As long as they issue new shares at a premium to NAV, and the underlying assets - i.e. the investments themselves - perform well, I guess it should be ok. But it will take a little while to recover that 12% drop.
That's as I see it Reckoner. Thanks for your post.
The only query I have is saying "sold" or is it "offered" at since the initial 3 tranches were priced well over that days, and the days since, market prices. Have they been sold and cash received or are they laying there awaiting sale when and if the market price catches up
OK, got it now. It,s the time of the rns that.s confusing me.
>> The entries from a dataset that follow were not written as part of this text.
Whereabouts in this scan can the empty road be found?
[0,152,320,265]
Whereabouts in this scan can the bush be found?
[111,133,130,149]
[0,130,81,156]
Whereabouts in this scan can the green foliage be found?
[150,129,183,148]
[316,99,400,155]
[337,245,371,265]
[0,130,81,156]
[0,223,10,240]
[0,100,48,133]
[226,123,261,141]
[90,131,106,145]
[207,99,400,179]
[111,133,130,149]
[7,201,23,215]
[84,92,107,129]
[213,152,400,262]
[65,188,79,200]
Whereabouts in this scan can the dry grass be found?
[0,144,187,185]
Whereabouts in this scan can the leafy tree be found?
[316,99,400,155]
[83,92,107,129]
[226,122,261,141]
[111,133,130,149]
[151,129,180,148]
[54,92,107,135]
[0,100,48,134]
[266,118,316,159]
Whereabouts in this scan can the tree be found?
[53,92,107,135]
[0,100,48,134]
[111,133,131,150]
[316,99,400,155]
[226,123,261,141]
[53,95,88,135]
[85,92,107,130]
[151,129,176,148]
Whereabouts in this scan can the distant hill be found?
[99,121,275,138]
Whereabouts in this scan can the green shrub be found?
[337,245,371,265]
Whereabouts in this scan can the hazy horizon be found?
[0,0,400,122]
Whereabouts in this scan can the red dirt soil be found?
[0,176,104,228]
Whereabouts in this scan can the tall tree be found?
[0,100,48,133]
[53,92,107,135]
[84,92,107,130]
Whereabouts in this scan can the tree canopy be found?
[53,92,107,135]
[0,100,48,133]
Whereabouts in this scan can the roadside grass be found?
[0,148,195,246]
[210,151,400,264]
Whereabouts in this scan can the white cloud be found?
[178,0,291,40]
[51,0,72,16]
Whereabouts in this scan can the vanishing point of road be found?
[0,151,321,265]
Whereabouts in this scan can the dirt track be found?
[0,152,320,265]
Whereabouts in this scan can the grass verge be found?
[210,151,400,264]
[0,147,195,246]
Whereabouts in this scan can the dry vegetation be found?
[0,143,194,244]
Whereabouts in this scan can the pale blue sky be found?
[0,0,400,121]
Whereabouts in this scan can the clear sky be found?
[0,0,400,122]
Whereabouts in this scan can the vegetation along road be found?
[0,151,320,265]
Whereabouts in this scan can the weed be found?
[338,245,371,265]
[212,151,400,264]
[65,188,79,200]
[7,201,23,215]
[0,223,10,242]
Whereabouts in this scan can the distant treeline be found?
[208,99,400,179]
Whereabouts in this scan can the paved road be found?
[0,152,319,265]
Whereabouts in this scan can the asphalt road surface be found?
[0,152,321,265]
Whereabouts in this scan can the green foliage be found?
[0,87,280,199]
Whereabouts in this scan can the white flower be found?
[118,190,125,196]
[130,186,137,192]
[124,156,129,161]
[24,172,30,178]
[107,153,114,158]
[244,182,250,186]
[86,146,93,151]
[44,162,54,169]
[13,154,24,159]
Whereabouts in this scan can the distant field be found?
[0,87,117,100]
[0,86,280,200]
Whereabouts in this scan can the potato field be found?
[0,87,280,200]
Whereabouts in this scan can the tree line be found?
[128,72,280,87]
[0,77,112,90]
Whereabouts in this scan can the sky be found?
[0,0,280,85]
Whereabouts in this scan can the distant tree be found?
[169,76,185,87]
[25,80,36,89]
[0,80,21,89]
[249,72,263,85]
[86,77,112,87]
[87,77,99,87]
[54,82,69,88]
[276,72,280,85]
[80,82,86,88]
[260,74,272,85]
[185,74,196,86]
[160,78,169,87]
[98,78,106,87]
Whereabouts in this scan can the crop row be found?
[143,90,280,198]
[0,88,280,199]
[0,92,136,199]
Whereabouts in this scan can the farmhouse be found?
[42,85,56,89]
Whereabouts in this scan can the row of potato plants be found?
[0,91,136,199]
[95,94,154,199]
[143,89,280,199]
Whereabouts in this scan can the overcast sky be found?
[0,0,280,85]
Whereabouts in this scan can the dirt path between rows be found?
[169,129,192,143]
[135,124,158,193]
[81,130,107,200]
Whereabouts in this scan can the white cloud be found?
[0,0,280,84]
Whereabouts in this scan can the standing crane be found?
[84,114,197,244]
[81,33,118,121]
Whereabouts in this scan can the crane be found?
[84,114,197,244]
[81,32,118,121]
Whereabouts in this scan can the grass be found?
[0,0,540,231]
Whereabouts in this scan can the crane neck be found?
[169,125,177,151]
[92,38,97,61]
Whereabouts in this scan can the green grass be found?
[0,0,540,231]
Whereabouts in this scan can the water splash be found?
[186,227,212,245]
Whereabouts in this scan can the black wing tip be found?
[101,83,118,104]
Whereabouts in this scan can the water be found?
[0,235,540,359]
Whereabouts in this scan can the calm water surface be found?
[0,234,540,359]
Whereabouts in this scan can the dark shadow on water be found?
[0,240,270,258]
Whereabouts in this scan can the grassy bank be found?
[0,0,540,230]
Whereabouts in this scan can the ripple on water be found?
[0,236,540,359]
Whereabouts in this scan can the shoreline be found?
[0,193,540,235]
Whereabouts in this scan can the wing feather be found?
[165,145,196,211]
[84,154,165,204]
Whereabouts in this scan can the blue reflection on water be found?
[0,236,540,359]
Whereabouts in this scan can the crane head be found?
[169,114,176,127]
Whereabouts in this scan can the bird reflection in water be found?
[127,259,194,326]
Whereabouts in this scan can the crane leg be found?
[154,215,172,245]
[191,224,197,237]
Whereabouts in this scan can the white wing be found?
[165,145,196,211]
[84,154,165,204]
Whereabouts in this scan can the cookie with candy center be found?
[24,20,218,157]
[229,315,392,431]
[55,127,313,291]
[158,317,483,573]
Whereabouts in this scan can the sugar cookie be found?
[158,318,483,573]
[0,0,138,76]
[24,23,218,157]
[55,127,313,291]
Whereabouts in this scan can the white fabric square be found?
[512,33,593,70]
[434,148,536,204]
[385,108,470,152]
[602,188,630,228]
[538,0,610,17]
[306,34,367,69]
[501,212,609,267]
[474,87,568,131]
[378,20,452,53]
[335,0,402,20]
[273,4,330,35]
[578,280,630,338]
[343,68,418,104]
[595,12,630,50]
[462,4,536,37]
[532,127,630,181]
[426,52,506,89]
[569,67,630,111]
I assumed the shares were being offered at that time for sale the following day, whereas they had already been offered and presumably sold earlier on the day of announcement.
Happy now I understand it because this is one of my largest holdings and I needed to be clear.
Yes, the RNS is retrospective but you’re still right that they are being issued at a premium to the price on that day. I’m learning as I go here, but I think the way it might work is that certain brokers will be used by PHI to offer the new shares to current investors, whether these are institutions or high-net worth individuals. They might be willing to pay more than the SP simply to ensure they don’t see a significant dilution to their % holding. The rest of us are excluded it seems, but we can judge whether the investment still makes sense according to our own objectives.
Noone is going to buy shares ABOVE the market price,that doesnt make sense.But buying above NAV does make sense if there is a premium which might be sustainable.It s good for the company because its the only way to increase there portfolio
So why was the equity issue price (as stated in the RNS) significantly higher than the SP on several occasions in December?
I notice this isn’t the case in January btw.